## Algolia - CRM-система со встроенным ранжированием поисков пользователей. 

Используется в:
- https://www.highsnobiety.com/en-us/shop/category/footwear/sneakers/
- https://www.kickscrew.com/collections/

Search api reference: https://www.algolia.com/doc/api-reference/api-methods/search

### highsnobiety
Доступные категории:

- category/footwear/sneakers - все кроссовки
- brand/adidas/sneakers - по бренду

### kickscrew
Доступные категории:

- TODO
- TODO
 

In [1]:
# !pip install algoliasearch pandas beautifulsoup4

import os
from typing import Callable

import boto3
import pandas as pd
import requests
from algoliasearch.search_client import SearchClient
from bs4 import BeautifulSoup
from fake_useragent import UserAgent
from tqdm import tqdm

In [29]:
class ParsePipeline:
    def __init__(self, website_name, bucket_name, parser: Callable):
        self.WEBSITE_NAME = website_name
        self.parser = parser
        self.unique_items = set()
        self.bucket_name = bucket_name
        self.s3 = boto3.session.Session().client(service_name="s3", endpoint_url="https://storage.yandexcloud.net")

    @staticmethod
    def get_image_extension(url: str) -> str:
        return "." + url[-5:].split(".")[-1]

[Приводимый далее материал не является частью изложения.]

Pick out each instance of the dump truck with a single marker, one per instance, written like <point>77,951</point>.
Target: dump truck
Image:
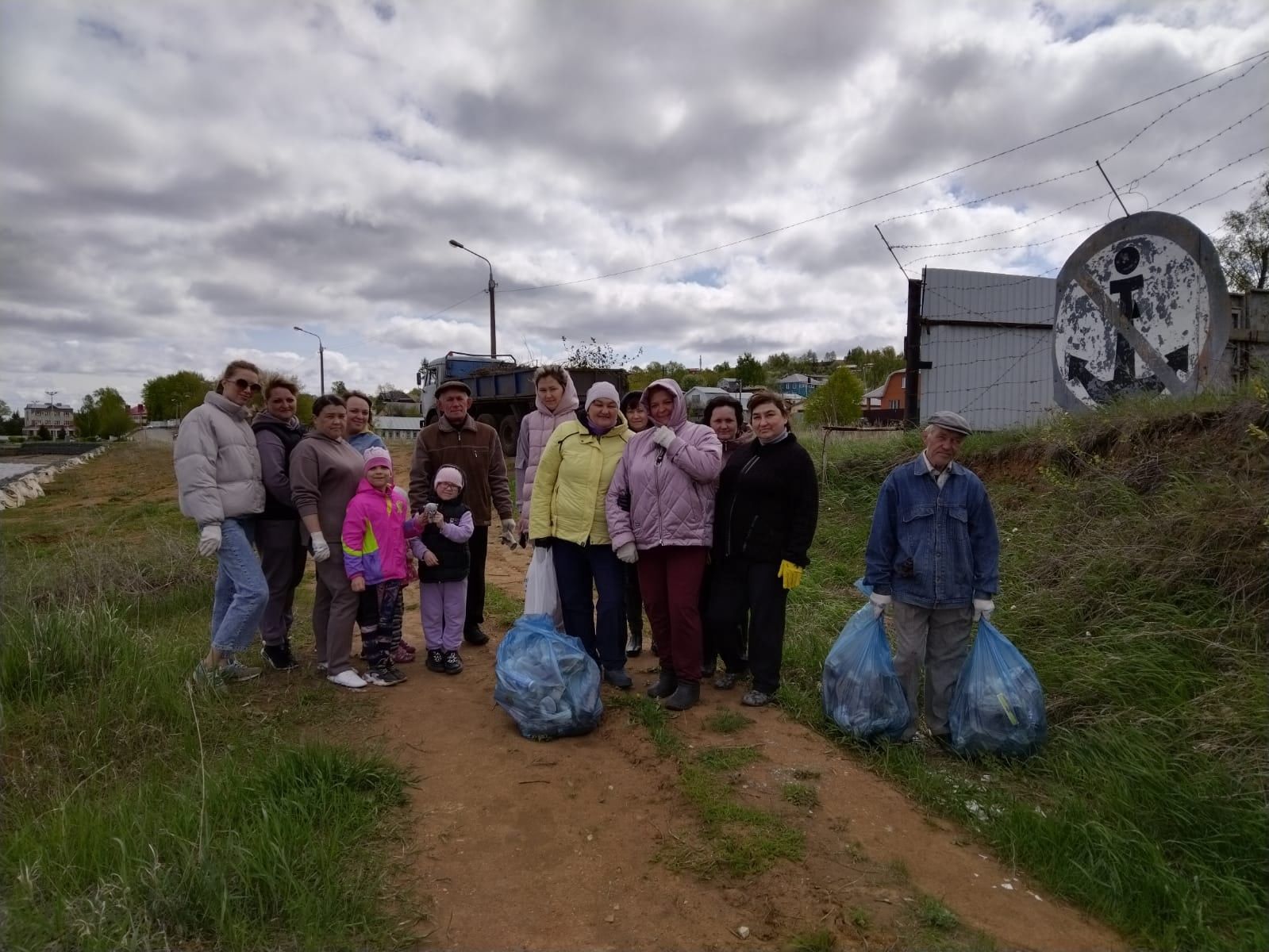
<point>502,389</point>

    def upload_to_s3(self, brand: str, name: str, image_url: str) -> str:
        img_binary = requests.get(image_url).content
        image_path = os.path.join("data", "raw", self.WEBSITE_NAME, brand, name)
        self.s3.put_object(Bucket=self.bucket_name, Key=image_path, Body=img_binary)
        print(f"uploaded: {image_path}")
        return image_path

    def process_item(self, item: dict) -> dict:
        return self.parser(item)

    def parse(self, filters: str, pages: int = 10, hit_per_page: int = 100) -> list:
        full_metadata = []
        for page in range(1, pages):
            resp = index.search("", {"filters": filters, "page": page, "hitsPerPage": hit_per_page})
            print(f'processing page {page} with {len(resp["hits"])} items')
            for hit in resp["hits"]:
                print(f'Processing brand: {hit.get("displayBrand") or hit.get("brand")}')
                metadata = self.process_item(hit)
                if metadata["url"] in self.unique_items:
                    print(metadata["title"], "is already parsed")
                    continue

                full_metadata.append(metadata)
                self.unique_items.add(metadata["title"])
        print(f"finished parse with {len(full_metadata)} items")
        return full_metadata

    def parse_more_images(self, metadata: dict, parsemore_func):
        if metadata.get("right-side-img") is not None:
            print(f"skipped {metadata['slug']}")
            return

        print(f"processing {metadata['slug']}")
        r = requests.get(metadata["url"], headers={"User-Agent": UserAgent().random})
        try:
            r.raise_for_status()
        except Exception as e:
            print(f"could not request page {metadata['url']} - {e}")
            return

        soup = BeautifulSoup(r.text, "html.parser")
        parsemore_func(self, soup, metadata)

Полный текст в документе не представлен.